项目作者: akjindal53244
项目描述 :
Text classification using char-CNN + word-CNN
高级语言: Python
项目地址: git://github.com/akjindal53244/text_classification_hierarchical_cnn.git
text_classification_hierarchical_cnn
Text classification using char-CNN + word-CNN
Reference:
Convolutional Neural Networks for Sentence Classification
http://www.aclweb.org/anthology/D14-1181
Character-Aware Neural Language Models
https://arxiv.org/pdf/1508.06615.pdf
File configuations:
- Assign suitable name to variable ‘datasetidentity’ (dataset specific name) under class DataConfig. Create folder with name “dump“ + dataset_identity under ‘data’ folder. All dataset specific vocab, embedding_matrix will be automatically stored in this folder.
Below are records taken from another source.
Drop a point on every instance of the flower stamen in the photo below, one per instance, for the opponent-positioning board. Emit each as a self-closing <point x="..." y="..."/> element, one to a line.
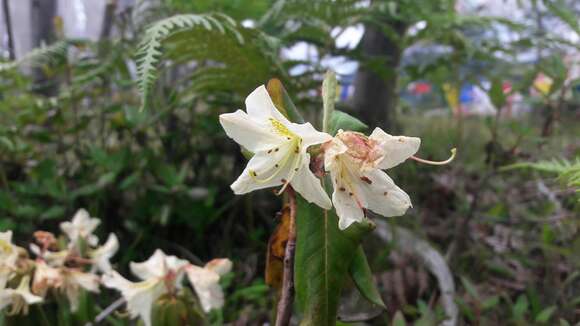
<point x="447" y="161"/>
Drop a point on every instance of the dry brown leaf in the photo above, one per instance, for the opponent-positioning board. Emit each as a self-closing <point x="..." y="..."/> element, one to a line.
<point x="276" y="249"/>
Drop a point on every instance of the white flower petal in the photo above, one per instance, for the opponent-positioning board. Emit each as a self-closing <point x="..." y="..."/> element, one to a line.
<point x="335" y="148"/>
<point x="102" y="255"/>
<point x="252" y="135"/>
<point x="345" y="202"/>
<point x="259" y="106"/>
<point x="309" y="186"/>
<point x="154" y="267"/>
<point x="395" y="148"/>
<point x="221" y="266"/>
<point x="266" y="169"/>
<point x="206" y="285"/>
<point x="309" y="135"/>
<point x="45" y="277"/>
<point x="82" y="226"/>
<point x="383" y="196"/>
<point x="74" y="281"/>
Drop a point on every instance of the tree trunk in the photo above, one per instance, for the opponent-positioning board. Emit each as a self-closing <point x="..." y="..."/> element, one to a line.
<point x="9" y="33"/>
<point x="375" y="96"/>
<point x="42" y="14"/>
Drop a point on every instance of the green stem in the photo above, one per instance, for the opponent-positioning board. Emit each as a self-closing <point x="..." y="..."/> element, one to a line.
<point x="328" y="96"/>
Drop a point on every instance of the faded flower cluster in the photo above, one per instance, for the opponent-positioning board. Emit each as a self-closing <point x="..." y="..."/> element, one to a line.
<point x="355" y="162"/>
<point x="67" y="266"/>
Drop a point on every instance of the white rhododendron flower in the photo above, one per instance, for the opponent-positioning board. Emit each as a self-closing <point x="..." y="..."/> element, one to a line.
<point x="355" y="163"/>
<point x="82" y="227"/>
<point x="160" y="274"/>
<point x="205" y="281"/>
<point x="18" y="299"/>
<point x="54" y="258"/>
<point x="279" y="147"/>
<point x="101" y="256"/>
<point x="74" y="281"/>
<point x="45" y="277"/>
<point x="71" y="281"/>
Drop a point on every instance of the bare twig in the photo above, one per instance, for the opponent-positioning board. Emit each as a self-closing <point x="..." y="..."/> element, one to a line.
<point x="408" y="243"/>
<point x="284" y="312"/>
<point x="109" y="310"/>
<point x="10" y="34"/>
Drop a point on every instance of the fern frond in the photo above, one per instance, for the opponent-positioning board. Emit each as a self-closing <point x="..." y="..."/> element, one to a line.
<point x="40" y="56"/>
<point x="151" y="48"/>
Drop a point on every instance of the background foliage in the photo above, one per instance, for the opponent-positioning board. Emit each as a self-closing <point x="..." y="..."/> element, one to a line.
<point x="127" y="127"/>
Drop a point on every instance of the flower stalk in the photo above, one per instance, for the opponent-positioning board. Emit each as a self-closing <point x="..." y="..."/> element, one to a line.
<point x="284" y="312"/>
<point x="328" y="96"/>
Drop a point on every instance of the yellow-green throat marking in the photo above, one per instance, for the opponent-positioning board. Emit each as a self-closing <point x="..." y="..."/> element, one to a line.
<point x="291" y="156"/>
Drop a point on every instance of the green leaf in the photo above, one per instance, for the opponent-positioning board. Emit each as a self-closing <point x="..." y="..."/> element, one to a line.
<point x="342" y="120"/>
<point x="323" y="257"/>
<point x="53" y="212"/>
<point x="282" y="101"/>
<point x="362" y="277"/>
<point x="490" y="302"/>
<point x="496" y="94"/>
<point x="399" y="319"/>
<point x="329" y="86"/>
<point x="545" y="314"/>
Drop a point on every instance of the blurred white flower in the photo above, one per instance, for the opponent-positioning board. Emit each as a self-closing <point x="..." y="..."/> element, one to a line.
<point x="45" y="277"/>
<point x="74" y="281"/>
<point x="100" y="256"/>
<point x="279" y="147"/>
<point x="71" y="281"/>
<point x="53" y="258"/>
<point x="18" y="298"/>
<point x="355" y="163"/>
<point x="82" y="227"/>
<point x="160" y="274"/>
<point x="205" y="281"/>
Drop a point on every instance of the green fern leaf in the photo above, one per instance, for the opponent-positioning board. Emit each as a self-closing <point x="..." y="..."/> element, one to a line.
<point x="150" y="50"/>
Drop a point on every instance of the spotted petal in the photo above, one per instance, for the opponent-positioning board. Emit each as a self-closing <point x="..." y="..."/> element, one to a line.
<point x="396" y="149"/>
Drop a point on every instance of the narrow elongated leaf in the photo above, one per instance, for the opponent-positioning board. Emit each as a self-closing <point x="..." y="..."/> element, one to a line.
<point x="342" y="120"/>
<point x="362" y="277"/>
<point x="323" y="257"/>
<point x="282" y="101"/>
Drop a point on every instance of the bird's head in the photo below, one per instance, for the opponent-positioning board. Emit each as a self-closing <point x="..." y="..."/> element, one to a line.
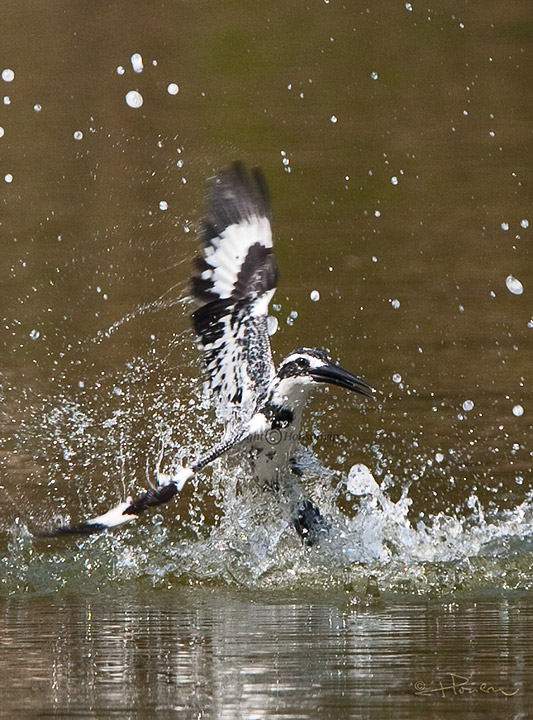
<point x="311" y="366"/>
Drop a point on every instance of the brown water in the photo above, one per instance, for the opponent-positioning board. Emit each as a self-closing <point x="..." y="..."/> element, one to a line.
<point x="396" y="140"/>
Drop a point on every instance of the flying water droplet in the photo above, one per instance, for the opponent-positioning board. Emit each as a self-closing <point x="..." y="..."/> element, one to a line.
<point x="137" y="62"/>
<point x="514" y="285"/>
<point x="134" y="99"/>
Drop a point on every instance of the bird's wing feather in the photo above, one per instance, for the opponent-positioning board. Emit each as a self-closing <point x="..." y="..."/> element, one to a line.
<point x="236" y="280"/>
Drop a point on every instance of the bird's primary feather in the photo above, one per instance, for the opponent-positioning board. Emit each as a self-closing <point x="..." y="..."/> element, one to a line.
<point x="236" y="280"/>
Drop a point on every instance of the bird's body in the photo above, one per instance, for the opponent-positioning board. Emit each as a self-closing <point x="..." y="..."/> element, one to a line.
<point x="260" y="405"/>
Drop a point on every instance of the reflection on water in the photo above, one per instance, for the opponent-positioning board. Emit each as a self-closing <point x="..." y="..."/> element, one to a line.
<point x="203" y="653"/>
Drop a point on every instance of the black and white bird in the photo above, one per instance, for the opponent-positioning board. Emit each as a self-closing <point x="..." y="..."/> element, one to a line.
<point x="261" y="406"/>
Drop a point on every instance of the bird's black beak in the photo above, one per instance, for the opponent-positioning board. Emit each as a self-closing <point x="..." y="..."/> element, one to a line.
<point x="335" y="375"/>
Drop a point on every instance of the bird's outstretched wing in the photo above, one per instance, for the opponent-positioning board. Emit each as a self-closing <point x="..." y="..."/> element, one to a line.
<point x="236" y="280"/>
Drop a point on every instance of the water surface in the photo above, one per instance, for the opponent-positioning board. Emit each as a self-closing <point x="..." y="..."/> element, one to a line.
<point x="396" y="140"/>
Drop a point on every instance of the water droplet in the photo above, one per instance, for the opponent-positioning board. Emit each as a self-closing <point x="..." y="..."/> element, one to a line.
<point x="137" y="62"/>
<point x="514" y="285"/>
<point x="272" y="325"/>
<point x="134" y="99"/>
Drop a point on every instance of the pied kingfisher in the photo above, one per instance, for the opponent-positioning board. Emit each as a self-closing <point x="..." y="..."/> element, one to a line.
<point x="262" y="407"/>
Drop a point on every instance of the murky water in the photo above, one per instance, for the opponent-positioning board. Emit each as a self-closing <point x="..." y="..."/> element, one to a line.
<point x="396" y="140"/>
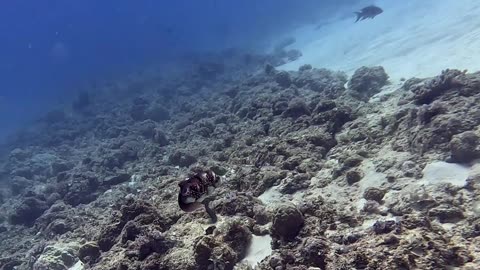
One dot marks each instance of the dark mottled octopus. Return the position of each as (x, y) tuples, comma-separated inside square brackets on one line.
[(197, 190)]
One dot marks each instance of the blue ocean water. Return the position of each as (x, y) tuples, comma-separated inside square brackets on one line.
[(50, 49)]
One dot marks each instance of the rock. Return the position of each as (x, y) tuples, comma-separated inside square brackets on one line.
[(180, 158), (56, 257), (160, 138), (238, 237), (305, 67), (314, 253), (283, 79), (287, 222), (382, 227), (427, 91), (89, 252), (374, 194), (296, 183), (353, 176), (328, 83), (269, 69), (465, 147), (117, 179), (447, 213), (28, 211), (19, 184), (296, 108), (157, 113), (368, 81)]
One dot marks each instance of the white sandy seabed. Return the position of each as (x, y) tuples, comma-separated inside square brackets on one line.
[(411, 38)]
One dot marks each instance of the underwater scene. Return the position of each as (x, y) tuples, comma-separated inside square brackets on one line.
[(240, 134)]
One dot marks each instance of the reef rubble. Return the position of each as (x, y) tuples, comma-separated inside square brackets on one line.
[(335, 173)]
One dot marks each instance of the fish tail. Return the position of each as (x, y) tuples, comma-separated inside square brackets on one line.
[(359, 15)]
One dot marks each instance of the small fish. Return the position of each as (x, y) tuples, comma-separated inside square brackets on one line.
[(368, 12), (198, 190)]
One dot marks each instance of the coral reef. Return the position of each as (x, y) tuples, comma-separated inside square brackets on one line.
[(336, 178)]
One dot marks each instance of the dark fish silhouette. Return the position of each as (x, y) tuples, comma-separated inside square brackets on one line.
[(197, 190), (368, 12)]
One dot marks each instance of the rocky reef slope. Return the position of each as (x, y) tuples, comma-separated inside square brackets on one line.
[(335, 172)]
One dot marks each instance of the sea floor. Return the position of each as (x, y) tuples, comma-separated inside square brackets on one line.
[(320, 169)]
It helps maintaining consistency while doing experiments on multiple datasets.
- Like above, copy train, valid and test files under folder with name as ‘dataset_identity’ variable’s value under ‘data’ folder and accordingly change file/folder paths into class DataConfig under ‘utils/feature_extraction.py’.
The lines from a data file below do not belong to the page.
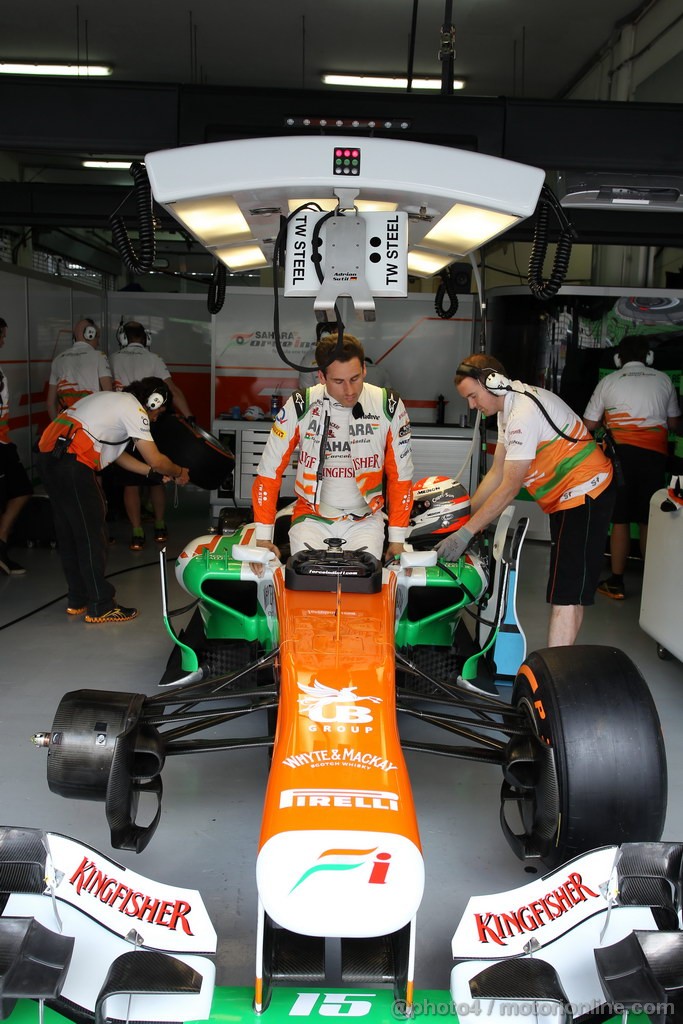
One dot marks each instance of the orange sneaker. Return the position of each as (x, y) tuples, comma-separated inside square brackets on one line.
[(117, 614)]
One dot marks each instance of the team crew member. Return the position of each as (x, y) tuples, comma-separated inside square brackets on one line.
[(15, 487), (91, 434), (350, 436), (542, 445), (638, 404), (133, 363), (79, 371)]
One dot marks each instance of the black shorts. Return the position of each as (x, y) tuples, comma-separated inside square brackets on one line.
[(578, 549), (120, 477), (644, 472), (14, 480)]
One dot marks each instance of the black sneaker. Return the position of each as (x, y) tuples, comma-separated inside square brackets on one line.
[(7, 565), (117, 614)]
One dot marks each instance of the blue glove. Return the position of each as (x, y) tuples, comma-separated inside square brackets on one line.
[(454, 547)]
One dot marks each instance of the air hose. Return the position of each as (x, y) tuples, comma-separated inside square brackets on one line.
[(541, 288), (143, 262)]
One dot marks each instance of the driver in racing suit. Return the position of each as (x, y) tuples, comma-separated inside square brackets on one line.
[(349, 436)]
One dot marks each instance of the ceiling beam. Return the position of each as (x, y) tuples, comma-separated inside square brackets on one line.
[(131, 119)]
- data format: Label TAB Utterance (No space around “\t”)
- Model and architecture related settings (number of layers, filters, enable fully connected layers, dropout, epochs, batch_size, lr etc..) can be adjusted via class ‘ModelConfig’ under ‘utils/feature_extraction.py’
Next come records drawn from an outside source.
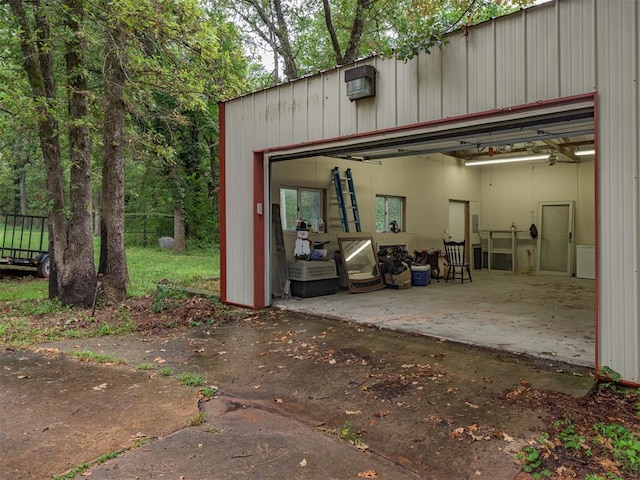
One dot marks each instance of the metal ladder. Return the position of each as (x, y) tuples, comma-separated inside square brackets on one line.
[(340, 193)]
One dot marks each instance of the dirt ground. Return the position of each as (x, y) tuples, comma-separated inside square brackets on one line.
[(435, 409)]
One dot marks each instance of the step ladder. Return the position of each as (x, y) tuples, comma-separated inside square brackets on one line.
[(340, 194)]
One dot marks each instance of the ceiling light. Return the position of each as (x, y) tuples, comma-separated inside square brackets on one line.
[(490, 161), (581, 153)]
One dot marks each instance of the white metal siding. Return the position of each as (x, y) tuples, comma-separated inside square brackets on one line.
[(617, 84), (557, 49)]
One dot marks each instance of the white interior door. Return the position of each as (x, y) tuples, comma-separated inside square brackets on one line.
[(457, 230), (555, 238)]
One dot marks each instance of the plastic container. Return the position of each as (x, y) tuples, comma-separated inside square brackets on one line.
[(420, 275)]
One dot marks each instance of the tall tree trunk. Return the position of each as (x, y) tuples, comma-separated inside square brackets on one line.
[(112, 258), (23, 192), (77, 280), (72, 277), (179, 244)]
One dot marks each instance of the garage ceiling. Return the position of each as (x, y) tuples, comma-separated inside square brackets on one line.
[(560, 134)]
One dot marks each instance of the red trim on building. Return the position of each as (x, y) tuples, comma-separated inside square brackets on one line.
[(259, 234), (596, 200), (442, 121), (222, 200)]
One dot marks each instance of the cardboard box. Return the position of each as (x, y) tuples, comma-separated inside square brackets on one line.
[(400, 281)]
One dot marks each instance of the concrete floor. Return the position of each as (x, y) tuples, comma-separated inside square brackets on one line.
[(545, 316)]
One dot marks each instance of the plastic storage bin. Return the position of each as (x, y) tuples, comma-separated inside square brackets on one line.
[(420, 275)]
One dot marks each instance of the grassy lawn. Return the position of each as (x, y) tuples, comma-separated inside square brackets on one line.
[(147, 267)]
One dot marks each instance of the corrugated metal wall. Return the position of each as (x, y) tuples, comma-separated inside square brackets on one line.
[(558, 49)]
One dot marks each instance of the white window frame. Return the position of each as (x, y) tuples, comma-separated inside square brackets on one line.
[(299, 192), (387, 219)]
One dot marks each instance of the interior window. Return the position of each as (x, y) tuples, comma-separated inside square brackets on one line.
[(304, 203), (389, 213)]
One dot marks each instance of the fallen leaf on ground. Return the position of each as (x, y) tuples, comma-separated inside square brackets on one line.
[(507, 438), (368, 474)]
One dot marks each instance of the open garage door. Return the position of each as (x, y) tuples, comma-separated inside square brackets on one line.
[(530, 156)]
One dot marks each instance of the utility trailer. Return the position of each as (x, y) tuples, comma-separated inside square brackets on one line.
[(24, 242)]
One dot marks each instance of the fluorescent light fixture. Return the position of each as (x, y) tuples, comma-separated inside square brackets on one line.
[(490, 161), (581, 153), (359, 249)]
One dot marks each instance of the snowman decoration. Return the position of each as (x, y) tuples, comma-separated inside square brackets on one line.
[(302, 250)]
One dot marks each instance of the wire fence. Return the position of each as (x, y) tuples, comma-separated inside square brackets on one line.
[(144, 229)]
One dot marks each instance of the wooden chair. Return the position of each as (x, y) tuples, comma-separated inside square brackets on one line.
[(454, 252)]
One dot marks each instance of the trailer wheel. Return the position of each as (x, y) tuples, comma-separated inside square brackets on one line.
[(44, 267)]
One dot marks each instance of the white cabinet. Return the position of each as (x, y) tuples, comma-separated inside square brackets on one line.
[(502, 242)]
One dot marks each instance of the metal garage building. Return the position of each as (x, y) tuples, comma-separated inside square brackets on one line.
[(556, 78)]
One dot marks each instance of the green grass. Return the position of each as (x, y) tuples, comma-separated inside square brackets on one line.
[(89, 356), (146, 266), (191, 379)]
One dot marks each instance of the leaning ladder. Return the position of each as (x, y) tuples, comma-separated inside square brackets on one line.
[(340, 193)]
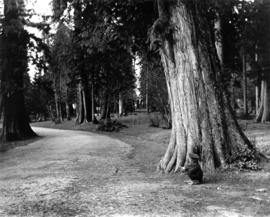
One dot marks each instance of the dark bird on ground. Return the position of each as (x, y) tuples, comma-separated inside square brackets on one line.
[(193, 169)]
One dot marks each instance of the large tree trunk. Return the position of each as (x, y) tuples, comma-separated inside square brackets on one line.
[(202, 116), (13, 66)]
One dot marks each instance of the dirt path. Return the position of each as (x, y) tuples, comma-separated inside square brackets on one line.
[(74, 173)]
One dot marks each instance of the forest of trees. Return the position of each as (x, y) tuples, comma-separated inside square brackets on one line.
[(202, 62)]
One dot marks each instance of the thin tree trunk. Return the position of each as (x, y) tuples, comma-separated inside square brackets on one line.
[(244, 84), (121, 104), (147, 91), (68, 111), (57, 108), (80, 108), (93, 103), (203, 120)]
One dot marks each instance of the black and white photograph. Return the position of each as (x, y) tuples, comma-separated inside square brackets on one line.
[(134, 108)]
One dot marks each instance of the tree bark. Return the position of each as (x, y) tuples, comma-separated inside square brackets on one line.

- Current code uses SENNA 50d embeddings - https://ronan.collobert.com/senna/ however you can use your own embeddings. Just change filename via variable name ‘embedding_file’ into class ‘DataConfig’
Traininig/Testing => train.py
For Training:
main(Flags.TRAIN, load_existing_dump=False)
‘load_existing_dump’:
If set to False, will create vocabs, embedding_matrix etc. from input dataset and saves into ‘dump_dir’ as mentioned above.
If True, will load it from existing ‘dump_dir’ without creating vocabs again, thus little faster. It is useful while performing multiple training with same dataset:
main(Flags.TRAIN, load_existing_dump=True)
For Testing:
main(Flags.TEST, load_existing_dump=True)
Error Analysis:
Incorrect test predictions will automatically get written under model_saver directory.